Olaylarda özellikle dış bağlantıyı görmemezlikten gelemeyiz. Ancak bir kayıt zikretmek zorundayız. Her ne kadar dış etkenlerin güçlü olduğu olaylar yaşanmış olsa da bunun içeride karşılığı da görülmelidir. Tamamen dış etkenlerle ortaya çıkan hiçbir hadise, bunca taraftar toplayamaz. Dışardan bu işin organizesine iştirak edenler, içerde karşılık bulacak sebepleri ön plana çıkardılar. Ve özellikle medya aracılığıyla bu süreci etkili bir biçimde yönettiler.

Peki dışarıda Türkiye aleyhine oluşan rahatsızlık neydi;

Kürt sorununda çözüm aşamasına gelinmiş olması

Başbakan’ın olayların akabinde ilk telaffuz ettiği cümlelerden biri buydu. Bir asırdır engelsiz olarak dünyayı yönetmeye alışmış küresel tuğyan, bu olaydan rahatsızlık duymuştu. Ortadoğu onlar için hem itikadi hem de ekonomik bir cazibe merkeziydi. Bu bölgeyi ilk günden bu yana karışıklık ve kaos yöntemiyle kontrol ettiler. İçerde var olan kaosa sürekli müdahalede bulunarak barış, demokrasi ve özgürlük adına ülkeleri şekillendirdiler.

Ortadoğu’da, Batı’nın en ciddi yatırım yaptığı güç PKK idi. Yıllarca siyasi ve askeri mücadelesine destek verdi. Dolaylı ve direkt olarak ekonomik yardımlarda bulundu. PKK’nın batı ülkelerinde her türlü çalışmasına göz yumuldu. Bu batının PKK’ya yatırımıydı. Yoksa baştan sona insanlık katliamı yapan Batı’nın, insan hakları gibi bir derdi yoktu. Batı’nın Afrika ülkelerinde sebep olduğu kıyımlar ve sömürü, herkesin malumuydu.
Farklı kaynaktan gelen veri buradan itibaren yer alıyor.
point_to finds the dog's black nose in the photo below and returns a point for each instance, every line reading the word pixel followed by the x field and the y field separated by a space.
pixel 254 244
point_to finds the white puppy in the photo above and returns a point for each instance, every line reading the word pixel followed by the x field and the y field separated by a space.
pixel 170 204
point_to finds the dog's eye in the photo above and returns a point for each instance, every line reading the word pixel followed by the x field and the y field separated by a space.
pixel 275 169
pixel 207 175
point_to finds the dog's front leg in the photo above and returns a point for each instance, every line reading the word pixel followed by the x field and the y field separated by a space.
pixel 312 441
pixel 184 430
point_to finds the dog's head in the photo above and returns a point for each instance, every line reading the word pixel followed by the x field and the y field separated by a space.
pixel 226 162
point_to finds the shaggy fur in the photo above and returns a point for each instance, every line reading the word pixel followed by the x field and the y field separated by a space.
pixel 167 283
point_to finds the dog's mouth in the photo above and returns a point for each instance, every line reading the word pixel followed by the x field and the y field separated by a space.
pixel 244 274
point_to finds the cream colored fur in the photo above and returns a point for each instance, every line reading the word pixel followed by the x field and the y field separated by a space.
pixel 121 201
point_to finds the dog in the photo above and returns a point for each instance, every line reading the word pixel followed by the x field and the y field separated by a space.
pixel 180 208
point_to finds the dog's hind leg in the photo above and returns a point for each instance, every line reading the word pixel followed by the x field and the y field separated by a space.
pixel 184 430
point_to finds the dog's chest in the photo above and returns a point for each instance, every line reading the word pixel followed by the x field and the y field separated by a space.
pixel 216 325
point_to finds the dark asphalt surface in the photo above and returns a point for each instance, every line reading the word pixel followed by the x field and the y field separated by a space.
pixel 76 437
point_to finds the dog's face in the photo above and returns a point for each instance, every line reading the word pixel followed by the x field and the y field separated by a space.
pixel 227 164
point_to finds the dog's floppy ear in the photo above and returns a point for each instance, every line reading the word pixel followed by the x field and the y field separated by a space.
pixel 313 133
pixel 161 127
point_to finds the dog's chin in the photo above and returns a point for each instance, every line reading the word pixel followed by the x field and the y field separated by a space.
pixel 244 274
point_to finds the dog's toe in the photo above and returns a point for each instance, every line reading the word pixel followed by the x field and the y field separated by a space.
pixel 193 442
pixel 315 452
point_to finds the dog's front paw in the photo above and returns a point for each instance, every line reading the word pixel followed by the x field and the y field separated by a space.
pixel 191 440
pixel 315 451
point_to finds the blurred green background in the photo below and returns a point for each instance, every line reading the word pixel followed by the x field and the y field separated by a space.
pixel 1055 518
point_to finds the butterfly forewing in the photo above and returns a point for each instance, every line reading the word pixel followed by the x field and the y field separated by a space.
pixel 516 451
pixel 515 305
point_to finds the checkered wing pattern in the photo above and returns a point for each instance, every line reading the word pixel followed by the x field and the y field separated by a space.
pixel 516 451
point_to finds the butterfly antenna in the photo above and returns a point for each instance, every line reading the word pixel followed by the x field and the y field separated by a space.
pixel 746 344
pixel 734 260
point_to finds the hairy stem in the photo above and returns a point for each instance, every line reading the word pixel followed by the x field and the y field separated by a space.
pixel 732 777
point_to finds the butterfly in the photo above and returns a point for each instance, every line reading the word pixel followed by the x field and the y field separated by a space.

Karışıklık çıkarmak istediği zaman PKK’yı harekete geçiriyor ve böylece istediği müdahalelerde bulunuyordu. Bu sorunun çözülmesi Batı’nın kaos etkenlerinin bitmesi anlamına gelmese de, uzun yıllar yaptığı yatırımların boşa çıkmasıydı. Çözüm süreciyle beraber bitecek olan mağduriyet taleplerine karşılık, yeni mağduriyet talepleri ortaya kondu.

Bunun yanında herkesin bildiği PKK’nın ‘devrimci halk’ zaafı vardı. Çözüm süreci adına yapılan ilk girişimler Arap baharıyla beraber PKK tarafından baltalanmıştı. Devrimci halk gösterileriyle Kürdistan’da bir Tahrir Meydanı oluşturup tam bağımsızlıktan söz etmeye başlamışlardı. İstedikleri olmayınca ‘biz bilmeyiz önderlik bilir’ safsatasıyla masaya geri dönmüşlerdi. Birileri bu karışıklıkta PKK’nın eski zafiyetini gösterip, devrimci hayallerle masayı tekmeleyebileceğini hesaplamış olabilir.

Türkiye’de yaşanan ekonomik gelişmeler

Küresel tuğyanın ülkelerde söz sahibi olma araçlarının başında ekonomi gelir şüphesiz. Ülkeleri borçlandırma ve üretimde zayıflaştırarak kendine muhtaç bırakma en bilindik yöntemlerindendir.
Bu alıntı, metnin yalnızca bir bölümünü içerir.